Today’s issue of Public Discourse offers a reflection on the life and work of Michael Novak. It would not be an exaggeration to say Novak is a towering figure in the world of free market economics. Author Nathaniel Peters says that while Novak has had his critics, the question that lies at the heart of all Novak’s work is this: “How do we get people out of poverty?”
What economic systems are most conducive to allowing people to exercise their human dignity, realize their God-given capacities, and provide for themselves and their families? When many people think of capitalism, they imagine factory owners exploiting workers. Novak sees a woman with a micro-loan who can now start a business to support her family, or a community of immigrants who have arrived in America—like Novak’s own Slovak ancestors—who through hard work in their local community can build better lives for themselves and those around them.
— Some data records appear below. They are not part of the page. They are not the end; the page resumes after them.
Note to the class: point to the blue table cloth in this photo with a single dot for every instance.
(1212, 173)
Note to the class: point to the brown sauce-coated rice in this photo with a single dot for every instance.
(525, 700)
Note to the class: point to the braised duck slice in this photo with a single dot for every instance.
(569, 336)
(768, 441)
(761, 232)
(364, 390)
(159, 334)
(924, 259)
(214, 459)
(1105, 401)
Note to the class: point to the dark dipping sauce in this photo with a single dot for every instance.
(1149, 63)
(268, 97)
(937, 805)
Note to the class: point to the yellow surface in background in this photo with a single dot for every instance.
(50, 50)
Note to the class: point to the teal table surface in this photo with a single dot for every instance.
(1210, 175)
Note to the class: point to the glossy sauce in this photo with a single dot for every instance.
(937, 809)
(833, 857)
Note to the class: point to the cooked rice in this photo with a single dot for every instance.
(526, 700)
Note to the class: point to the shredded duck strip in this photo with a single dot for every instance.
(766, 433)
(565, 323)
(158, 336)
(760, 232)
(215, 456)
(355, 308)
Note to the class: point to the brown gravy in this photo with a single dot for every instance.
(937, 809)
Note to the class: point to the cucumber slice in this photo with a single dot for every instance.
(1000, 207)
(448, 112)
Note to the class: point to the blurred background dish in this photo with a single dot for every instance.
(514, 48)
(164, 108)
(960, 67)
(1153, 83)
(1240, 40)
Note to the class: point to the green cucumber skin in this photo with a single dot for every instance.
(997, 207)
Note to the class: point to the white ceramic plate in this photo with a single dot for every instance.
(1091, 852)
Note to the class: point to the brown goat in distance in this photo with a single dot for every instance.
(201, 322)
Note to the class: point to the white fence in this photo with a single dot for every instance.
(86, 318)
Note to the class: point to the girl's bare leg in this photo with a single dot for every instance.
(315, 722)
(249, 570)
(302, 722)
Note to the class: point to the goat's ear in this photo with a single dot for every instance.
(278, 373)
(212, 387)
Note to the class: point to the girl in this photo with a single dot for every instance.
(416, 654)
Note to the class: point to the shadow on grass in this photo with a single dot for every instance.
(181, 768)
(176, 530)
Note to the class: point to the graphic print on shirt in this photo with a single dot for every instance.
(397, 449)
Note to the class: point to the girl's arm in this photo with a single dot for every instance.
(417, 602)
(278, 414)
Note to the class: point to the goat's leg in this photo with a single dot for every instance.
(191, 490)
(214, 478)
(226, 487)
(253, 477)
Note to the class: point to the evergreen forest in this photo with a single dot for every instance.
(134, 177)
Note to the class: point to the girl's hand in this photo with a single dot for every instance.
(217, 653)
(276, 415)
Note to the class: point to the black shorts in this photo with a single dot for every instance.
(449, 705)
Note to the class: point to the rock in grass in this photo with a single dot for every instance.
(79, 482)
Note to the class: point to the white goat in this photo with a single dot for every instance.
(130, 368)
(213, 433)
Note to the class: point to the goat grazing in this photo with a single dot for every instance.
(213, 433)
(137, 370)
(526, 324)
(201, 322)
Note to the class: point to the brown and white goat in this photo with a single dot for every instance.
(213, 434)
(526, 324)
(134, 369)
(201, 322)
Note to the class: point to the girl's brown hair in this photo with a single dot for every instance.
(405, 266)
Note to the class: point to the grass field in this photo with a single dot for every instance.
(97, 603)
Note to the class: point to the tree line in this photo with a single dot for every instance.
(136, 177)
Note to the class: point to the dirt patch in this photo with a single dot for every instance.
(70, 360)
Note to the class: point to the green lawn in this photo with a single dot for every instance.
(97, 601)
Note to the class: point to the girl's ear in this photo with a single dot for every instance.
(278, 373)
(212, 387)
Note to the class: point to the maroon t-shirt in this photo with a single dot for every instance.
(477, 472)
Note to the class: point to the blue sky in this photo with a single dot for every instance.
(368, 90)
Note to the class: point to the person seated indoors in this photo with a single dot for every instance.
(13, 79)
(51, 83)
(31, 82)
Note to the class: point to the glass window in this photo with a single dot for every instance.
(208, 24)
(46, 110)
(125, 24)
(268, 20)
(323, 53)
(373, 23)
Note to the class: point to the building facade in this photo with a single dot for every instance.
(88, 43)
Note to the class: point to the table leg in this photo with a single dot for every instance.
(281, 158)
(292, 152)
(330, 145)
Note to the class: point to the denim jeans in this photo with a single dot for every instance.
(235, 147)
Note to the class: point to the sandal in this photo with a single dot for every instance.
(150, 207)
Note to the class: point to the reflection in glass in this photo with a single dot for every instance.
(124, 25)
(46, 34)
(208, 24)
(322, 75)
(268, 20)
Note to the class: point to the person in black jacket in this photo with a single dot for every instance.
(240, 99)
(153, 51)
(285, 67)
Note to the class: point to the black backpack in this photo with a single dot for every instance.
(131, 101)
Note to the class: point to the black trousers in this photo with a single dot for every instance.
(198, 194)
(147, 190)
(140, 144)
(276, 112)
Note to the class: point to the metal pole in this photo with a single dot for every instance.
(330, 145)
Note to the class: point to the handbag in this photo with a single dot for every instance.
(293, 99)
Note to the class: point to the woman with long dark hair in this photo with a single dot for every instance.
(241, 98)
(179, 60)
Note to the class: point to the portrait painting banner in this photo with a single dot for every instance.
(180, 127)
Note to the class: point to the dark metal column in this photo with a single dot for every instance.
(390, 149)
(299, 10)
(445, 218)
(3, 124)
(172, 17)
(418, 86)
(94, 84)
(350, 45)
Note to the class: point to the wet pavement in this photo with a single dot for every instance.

What leads to the flourishing of such communities? A planned economy restricted by regulation, or a more open economy that permits failure and rewards success? Novak’s conclusion, developed at great length in The Spirit of Democratic Capitalism and other works, is that free economies are best equipped to do so. Novak’s vision inspired those working for liberation from communism, in particular. It explained why the ideology of their government ran contrary to human nature and proposed what a more humane social structure might be.
Peters acknowledges that this work of Novak’s is decades old; is his work still relevant? Here Peters reminds us, by way of Acton’s director of research Samuel Gregg, that Novak’s work has an ageless underpinning.
A free market helps small businesses and micro-loans, but also allows for large and exploitative corporations. We should help the former and limit the latter. Advocating a free economy does not mean being mindlessly pro-business or anti-regulation. Rather, it means returning to core truths about the nature of the human spirit and the dignity of work and thinking about how these can best be promoted for the least among us.
As part of that, Samuel Gregg reminds us, we must remember Novak’s admonition that a free economy and constitutional democracy require “a culture that underscored the reality of moral truth and that held up, as the founders did, virtue and human flourishing as the goal of freedom.” Liberty allows economic actors to exercise and cultivate virtue.
In Novak’s thoughts, liberty is what allows humans to grow and flourish, both economically and spiritually. Again, Peters turns to Sam Gregg:
As Samuel Gregg puts it, Novak argues that a free and virtuous society has “three legs: a free economy, a virtuous citizenry, and a political system grounded in accountability and responsibility.” By that standard, Gregg points out, the US is not looking good:
We have not so much a free economy as we have managerial, in some cases crony, capitalism; we have a citizenry that largely does not see or want to know about the happiness found in freely choosing to live in the truth; and we have a political system in which accountability and responsibility are increasingly voided and avoided.
Yet, we do not live in a world of simply state and individual. What is the greatest component in a free society? Novak says it is the family. It is in the family that caritas is imbued, so that individuals know that the highest order is not the state, but love: love of God first and foremost, and then love of others.